Le projet est super excitant et ça approche à grand pas. Le scénario est écrit, la boite de production Mandarin a adoré le script et on va commencer le casting dans les mois qui arrivent. C'est une nouvelle aventure pour moi, et je suis assez excité.

En parlant de réalisation, le clip de « L'heure des poètes » est impressionnant artistiquement parlant. Comment as-tu eu l'idée ?
L'idée est de mon ami Mehdi Idir, co-réalisateur du long métrage. Il voulait continuer l'hommage à ces poètes avec des artistes peintres. Une bonne idée, un super rendu, et la naissance de 8 œuvres d'art créées pour l'occasion. MarKo, celui qui a fait NTM, dit que c'est le rythme qui anime aussi la peinture.

Actuellement, il y a des poètes qui te parlent plus que d'autres ?
Oui forcement. Je pense notamment à Ben Mazué qu'on retrouve sur l'album. Il est très très doué. Mais il y a aussi de belles plumes dans le rap français actuellement.

UN POETE "RESTE ABSTRAIT"


En parlant de belle plume, pourquoi on ne retrouve pas un texte de Oxmo Puccino qui est l'un des grands poètes du rap français ?
Forcément, Oxmo est un ami et logiquement à l'idée de l'album, je lui ai proposé. Mais ce qui est bien avec Oxmo, c'est qu'il ne te laisse pas attendre. A regret il a refusé car il n'avait pas encore fini les textes de son futur album. J'ai déjà bossé avec lui et évidemment, il correspond à l'idée que je me faisais de ce projet .

Qu'est ce qu'un poète d'ailleurs ?
C'est un peu bizarre en fait. Il y a pas de définition réelle pour moi. Ça reste abstrait. Ce sont des chroniqueurs du quotidien. Mais je préfère me dire qu'un poète est quelque chose d'abstrait, et c'est aussi bien comme ça.
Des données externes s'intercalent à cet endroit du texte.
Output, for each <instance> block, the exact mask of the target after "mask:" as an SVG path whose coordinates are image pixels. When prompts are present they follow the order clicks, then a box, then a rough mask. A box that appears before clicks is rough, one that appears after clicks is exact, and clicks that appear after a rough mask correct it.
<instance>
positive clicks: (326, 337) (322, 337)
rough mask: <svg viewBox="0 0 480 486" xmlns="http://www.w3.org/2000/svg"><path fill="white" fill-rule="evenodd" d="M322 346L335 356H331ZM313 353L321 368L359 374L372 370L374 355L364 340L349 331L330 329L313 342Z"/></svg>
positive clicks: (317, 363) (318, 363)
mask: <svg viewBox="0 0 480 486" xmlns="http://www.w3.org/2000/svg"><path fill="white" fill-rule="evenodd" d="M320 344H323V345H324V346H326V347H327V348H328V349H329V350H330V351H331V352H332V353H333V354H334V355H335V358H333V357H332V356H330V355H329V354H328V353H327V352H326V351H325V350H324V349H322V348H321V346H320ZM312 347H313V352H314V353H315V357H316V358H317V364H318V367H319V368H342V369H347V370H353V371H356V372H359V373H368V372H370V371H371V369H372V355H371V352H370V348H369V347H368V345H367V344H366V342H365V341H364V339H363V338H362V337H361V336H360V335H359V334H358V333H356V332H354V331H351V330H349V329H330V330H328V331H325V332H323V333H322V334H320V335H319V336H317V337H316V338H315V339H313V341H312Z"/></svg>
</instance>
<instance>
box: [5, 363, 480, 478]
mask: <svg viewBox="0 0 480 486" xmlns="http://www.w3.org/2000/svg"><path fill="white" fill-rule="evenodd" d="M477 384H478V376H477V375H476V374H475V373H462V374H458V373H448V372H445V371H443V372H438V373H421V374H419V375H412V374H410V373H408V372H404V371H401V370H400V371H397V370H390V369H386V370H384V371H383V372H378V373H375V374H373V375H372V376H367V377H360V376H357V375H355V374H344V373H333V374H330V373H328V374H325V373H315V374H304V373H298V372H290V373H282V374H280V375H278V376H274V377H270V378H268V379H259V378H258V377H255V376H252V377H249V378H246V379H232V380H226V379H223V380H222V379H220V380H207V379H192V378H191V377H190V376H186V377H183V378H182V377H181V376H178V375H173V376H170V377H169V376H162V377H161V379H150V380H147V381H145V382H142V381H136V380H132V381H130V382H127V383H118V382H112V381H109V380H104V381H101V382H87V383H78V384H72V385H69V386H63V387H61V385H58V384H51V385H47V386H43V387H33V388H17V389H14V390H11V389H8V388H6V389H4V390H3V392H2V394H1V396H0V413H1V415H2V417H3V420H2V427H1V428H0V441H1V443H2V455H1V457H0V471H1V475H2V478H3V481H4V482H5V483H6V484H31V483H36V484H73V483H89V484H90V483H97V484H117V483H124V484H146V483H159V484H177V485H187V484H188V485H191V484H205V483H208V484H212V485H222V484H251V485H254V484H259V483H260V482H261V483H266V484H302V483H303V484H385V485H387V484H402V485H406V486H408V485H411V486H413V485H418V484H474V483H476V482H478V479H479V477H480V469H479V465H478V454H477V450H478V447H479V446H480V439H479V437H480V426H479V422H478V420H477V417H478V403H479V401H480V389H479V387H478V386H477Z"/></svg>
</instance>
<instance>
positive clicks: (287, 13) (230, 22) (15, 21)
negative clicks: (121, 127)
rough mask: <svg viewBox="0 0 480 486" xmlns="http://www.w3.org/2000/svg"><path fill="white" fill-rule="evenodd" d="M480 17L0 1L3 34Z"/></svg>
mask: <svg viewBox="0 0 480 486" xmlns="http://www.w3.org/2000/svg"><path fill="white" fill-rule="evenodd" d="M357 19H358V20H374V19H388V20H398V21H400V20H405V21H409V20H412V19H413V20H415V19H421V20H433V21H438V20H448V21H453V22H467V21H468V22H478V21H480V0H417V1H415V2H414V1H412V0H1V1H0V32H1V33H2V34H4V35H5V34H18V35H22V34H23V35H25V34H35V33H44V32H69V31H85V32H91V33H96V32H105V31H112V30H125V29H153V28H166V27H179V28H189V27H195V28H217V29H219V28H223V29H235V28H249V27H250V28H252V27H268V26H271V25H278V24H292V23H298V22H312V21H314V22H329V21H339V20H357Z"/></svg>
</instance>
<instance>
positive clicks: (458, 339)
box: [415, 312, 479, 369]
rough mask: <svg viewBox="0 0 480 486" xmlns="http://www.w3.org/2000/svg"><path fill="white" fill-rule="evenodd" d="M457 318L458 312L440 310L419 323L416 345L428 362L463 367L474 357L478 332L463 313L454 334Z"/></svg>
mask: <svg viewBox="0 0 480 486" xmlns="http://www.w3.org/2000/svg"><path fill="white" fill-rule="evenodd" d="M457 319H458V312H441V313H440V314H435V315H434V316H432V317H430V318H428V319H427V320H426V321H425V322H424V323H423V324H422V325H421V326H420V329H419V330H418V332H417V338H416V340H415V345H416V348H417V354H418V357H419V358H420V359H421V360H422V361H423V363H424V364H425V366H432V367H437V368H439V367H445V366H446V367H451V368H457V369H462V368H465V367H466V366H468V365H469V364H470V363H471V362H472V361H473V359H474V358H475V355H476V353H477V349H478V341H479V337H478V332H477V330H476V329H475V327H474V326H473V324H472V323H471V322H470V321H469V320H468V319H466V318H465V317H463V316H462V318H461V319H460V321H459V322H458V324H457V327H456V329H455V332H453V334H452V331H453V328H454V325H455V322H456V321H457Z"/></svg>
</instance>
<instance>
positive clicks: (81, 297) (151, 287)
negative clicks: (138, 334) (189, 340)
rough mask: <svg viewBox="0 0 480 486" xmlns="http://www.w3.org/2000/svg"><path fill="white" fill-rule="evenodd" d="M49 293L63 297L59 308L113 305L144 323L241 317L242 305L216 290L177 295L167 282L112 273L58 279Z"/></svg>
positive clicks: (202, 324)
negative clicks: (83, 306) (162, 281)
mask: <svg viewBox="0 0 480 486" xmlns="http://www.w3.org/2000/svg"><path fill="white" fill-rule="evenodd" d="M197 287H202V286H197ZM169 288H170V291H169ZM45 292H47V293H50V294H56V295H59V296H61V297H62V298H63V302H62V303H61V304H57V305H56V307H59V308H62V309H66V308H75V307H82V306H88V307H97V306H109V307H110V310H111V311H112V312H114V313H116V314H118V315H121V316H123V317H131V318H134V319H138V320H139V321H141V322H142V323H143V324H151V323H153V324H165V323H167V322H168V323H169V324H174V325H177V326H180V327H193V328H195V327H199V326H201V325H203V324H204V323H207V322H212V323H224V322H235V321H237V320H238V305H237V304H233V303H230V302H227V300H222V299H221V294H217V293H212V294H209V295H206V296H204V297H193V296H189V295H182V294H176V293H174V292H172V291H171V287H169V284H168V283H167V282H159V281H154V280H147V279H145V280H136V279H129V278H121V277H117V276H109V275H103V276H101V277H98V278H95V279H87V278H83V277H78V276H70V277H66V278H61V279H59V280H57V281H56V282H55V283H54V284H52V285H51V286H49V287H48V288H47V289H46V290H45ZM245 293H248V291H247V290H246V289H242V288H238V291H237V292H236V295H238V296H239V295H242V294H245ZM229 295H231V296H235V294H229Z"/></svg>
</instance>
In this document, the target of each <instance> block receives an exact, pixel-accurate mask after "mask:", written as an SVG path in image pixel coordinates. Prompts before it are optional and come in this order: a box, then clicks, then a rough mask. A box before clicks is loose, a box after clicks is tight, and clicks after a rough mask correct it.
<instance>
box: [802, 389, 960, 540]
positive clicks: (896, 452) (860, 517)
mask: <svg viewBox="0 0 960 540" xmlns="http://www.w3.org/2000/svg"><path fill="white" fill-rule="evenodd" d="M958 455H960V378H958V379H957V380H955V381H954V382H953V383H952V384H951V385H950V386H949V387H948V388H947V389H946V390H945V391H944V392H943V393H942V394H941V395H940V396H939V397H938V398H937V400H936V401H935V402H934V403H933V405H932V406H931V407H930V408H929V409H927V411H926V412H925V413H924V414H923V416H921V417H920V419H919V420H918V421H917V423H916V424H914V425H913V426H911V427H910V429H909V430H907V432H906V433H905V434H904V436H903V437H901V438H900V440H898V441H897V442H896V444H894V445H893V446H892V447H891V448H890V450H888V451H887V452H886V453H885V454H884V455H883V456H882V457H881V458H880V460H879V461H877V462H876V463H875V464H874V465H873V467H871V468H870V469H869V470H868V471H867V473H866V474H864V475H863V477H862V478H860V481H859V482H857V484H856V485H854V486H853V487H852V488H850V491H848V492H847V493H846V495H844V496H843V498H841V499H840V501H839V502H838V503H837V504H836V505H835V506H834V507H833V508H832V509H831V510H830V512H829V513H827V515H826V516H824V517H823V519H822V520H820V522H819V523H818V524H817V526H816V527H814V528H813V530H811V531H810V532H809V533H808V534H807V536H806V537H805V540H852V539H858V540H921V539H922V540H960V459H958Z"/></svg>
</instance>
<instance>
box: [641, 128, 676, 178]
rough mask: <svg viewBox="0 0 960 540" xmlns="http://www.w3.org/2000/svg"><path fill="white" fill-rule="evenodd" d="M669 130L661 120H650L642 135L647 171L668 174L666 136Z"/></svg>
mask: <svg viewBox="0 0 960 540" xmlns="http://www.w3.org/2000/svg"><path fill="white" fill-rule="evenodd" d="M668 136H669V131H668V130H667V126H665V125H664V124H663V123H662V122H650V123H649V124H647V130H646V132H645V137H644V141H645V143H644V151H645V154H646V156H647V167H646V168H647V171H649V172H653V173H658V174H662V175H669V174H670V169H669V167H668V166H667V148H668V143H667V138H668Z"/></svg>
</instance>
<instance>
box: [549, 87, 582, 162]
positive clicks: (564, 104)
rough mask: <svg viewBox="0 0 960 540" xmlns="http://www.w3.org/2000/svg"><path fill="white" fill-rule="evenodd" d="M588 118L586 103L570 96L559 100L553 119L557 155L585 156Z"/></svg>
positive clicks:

Que puis-je te souhaiter pour la suite ?
Une belle sortie d'album, que la tournée se termine en apothéose avec la même humeur que lors des précédentes dates. Je suis très fier de ce nouveau projet qui sort là. Il est différent, c'est un concept inédit. Personne n'a jamais ça, et l'engouement est déjà à la hauteur de mes espérances. On a fait dernièrement une écoute avec les auteurs, on en a pris plein les oreilles et tout le monde est assez positif sur ce travail collégial.